The Facilitator replied: “The other side of the diagram looked like the Egyptian Book of the Dead to indicate that you were using the wrong tools to understand The Flower Ornament Scripture. When you flipped the diagram over, the Buddha’s colors were intended to remind you of the statue of the Buddha that you rescued two summers ago from your neighbor’s trash. Your strong response to that Buddha was an inner call to explore this religion until you were able to discover how it linked up with the idea of the cosmic normative balance, a lesson that has come to completion with your visit here.
[I’d looked out my third-floor bedroom window one afternoon and saw an eighteen inch high concrete Buddha, painted slate gray to look like oxidized bronze, sitting by the trash cans next to the apartment building across the parking lot from mine. The Buddha was in bad shape. It had been scratched by my neighbor’s seventeen cats, and smelled like a litter box. I brought it home and gave it a good scrubbing. It now sits on my back porch.]
“You developed a negative impression of Buddhism based on your reading of this scripture, which has seemed to you like a vehicle for proselytizing and brainwashing people. That’s why you see the external environment, here, as a shopping center--as if the book were trying to sell Buddhism--named Washington Square (brain washing). The word square aptly describes the root of your problem, a rational approach to understanding this religion and scripture.
“The library itself represents The Flower Ornament Scripture, which is said to contain all aspects of Buddhism that had developed by the time it was written. It contains thirty-nine books, which are represented by this sparsely appointed library. The people you see studying here are representations of your own scholarly attitude in reading the book.”

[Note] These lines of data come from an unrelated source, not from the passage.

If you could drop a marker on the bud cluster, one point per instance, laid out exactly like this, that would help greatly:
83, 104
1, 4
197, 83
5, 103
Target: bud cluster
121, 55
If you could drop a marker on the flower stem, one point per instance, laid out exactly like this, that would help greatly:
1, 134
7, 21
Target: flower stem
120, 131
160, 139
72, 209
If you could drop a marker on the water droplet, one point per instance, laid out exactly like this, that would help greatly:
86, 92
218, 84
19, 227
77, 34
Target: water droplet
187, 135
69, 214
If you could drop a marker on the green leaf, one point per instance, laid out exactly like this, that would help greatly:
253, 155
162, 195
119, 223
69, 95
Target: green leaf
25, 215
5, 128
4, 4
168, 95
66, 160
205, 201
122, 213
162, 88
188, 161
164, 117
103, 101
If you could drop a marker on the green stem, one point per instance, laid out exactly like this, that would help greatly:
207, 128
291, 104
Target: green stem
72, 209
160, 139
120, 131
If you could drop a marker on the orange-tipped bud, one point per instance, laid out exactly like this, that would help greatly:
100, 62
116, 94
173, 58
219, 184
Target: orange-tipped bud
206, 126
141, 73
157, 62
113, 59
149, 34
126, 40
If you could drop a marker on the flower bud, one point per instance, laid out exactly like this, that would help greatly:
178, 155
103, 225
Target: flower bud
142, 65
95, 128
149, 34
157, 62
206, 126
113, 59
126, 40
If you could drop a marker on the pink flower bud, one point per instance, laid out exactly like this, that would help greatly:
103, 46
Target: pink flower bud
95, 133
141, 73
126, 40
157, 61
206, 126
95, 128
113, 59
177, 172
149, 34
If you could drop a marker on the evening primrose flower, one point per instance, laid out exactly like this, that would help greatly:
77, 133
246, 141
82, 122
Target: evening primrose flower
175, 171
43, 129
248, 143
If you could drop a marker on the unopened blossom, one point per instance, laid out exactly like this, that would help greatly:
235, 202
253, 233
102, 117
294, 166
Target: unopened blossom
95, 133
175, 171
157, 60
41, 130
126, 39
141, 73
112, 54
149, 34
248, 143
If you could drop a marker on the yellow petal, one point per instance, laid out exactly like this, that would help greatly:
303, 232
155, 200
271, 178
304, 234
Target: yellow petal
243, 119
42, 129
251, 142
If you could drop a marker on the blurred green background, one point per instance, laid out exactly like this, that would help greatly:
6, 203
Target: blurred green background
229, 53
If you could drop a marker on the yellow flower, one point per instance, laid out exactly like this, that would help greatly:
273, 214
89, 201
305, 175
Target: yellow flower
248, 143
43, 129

“So, who are you?” I asked, “some kind of specialist in Buddhism or The Flower Ornament Scripture?”
“Not at all,” the librarian replied. “The basic principle of the book is so simple that a specialist isn’t needed to understand it: overwhelm the reasoning mind with verbiage, grandiose descriptions, and soon you might be able to get past it to a direct experience of the Cosmic Normative Balance, or Nirvana, which does after all contain everything, stretch it until it snaps, giving up the attempt to understand infinity, and opening it up to a direct experience of the simultaneous time and space of nonphysical reality.
“Any of us Facilitators could have been responsible for guiding you toward that realization. I just happened to be the one on duty just now.
“As for the little library, you should recognize this space from previous encounters with similar ones. You’re in the Dream Zone [on the mental plane, rather than the astral plane Dream Zone]. We’ve set up this space to pose a problem and keep you focused on it without distraction until you’ve solved it. That task has been accomplished. You’re free to go.”
“So, you’re what I call a Personal Trainer?” I asked, realizing that the steps up to his desk meant that he was operating from a higher level of consciousness than I was.
“Yes,” the Facilitator replied. “I could indeed be called such. But I’m more related to this [mental plane] region of the Dream Zone than to personal growth. Some Personal Trainers are assigned to particular dreamers. Others are like aerobics instructors--they teach their speciality to whoever shows up in class needing to learn it.
“You could call me a ‘Special Operations’ agent, if you like. I create specialized dream environments, custom made to establish a particular problem and guide the Dreamer toward an appropriate solution.
“This [mental plane] area of the Dream Zone gets less traffic than others. Only scholars, creative types, and certain kinds of spiritual seekers end up here, by dint of their passion for solving a particular problem. We don’t give them the answers, just guide them to discover such answers for themselves.”
I thanked the Special Operations Agent and left, heading into another more mundane dream [back to the astral plane Dream Zone].